On infrared and ultraviolet divergences of cosmological perturbations

TL;DR

This paper develops a regularization scheme for cosmological perturbations that addresses infrared and ultraviolet divergences during the transition from a pre-inflationary phase to inflation, with implications for the observed power spectrum.

Contribution

It introduces a mode matching approach for regularizing perturbations across the transition, clarifying the limitations of adiabatic subtraction and its impact on the power spectrum.

Findings

Ultraviolet divergences are only the standard ones, not increased by the transition.

Counter-terms from the de Witt-Schwinger expansion are invalid before horizon exit.

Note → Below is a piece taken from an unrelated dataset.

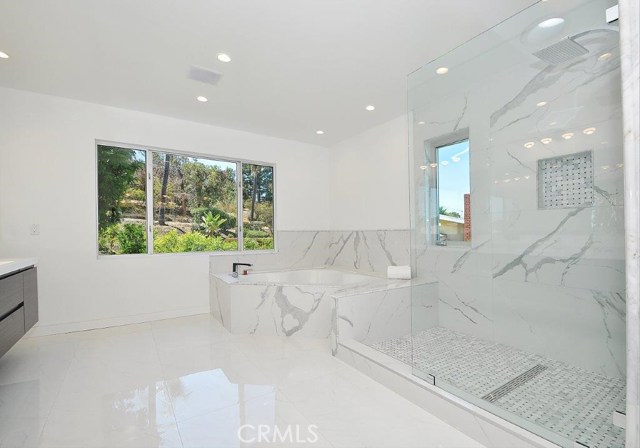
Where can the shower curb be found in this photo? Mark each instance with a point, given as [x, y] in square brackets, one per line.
[482, 426]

Infrared regularization may influence the observed spectrum.

Abstract

We study a consistent infrared and ultraviolet regularization scheme for the cosmological perturbations. The infrared divergences are cured by assuming that the Universe undergoes a transition between a non-singular pre-inflationary, radiation-dominated phase and a slow-roll inflationary evolution. The ultraviolet divergences are eliminated via adiabatic subtraction. A consistent regularization of the field fluctuations through this transition is obtained by performing a mode matching for both the gauge invariant Mukhanov variable and its adiabatic expansion. We show that these quantities do not generate ultraviolet divergences other than the standard ones, when evolving through the matching time. We also show how the de Witt-Schwinger expansion, which can be used to construct the counter-terms regularizing the ultraviolet divergences, ceases to be valid well before horizon exit of the scales of interest. Thus, such counter-terms should not be used beyond the time of the horizon exit so it is unlikely that the observed power spectrum is modified by adiabatic subtraction as claimed in the literature. However, the infrared regularization might have an impact on the observed spectrum, and we briefly discuss this possibility.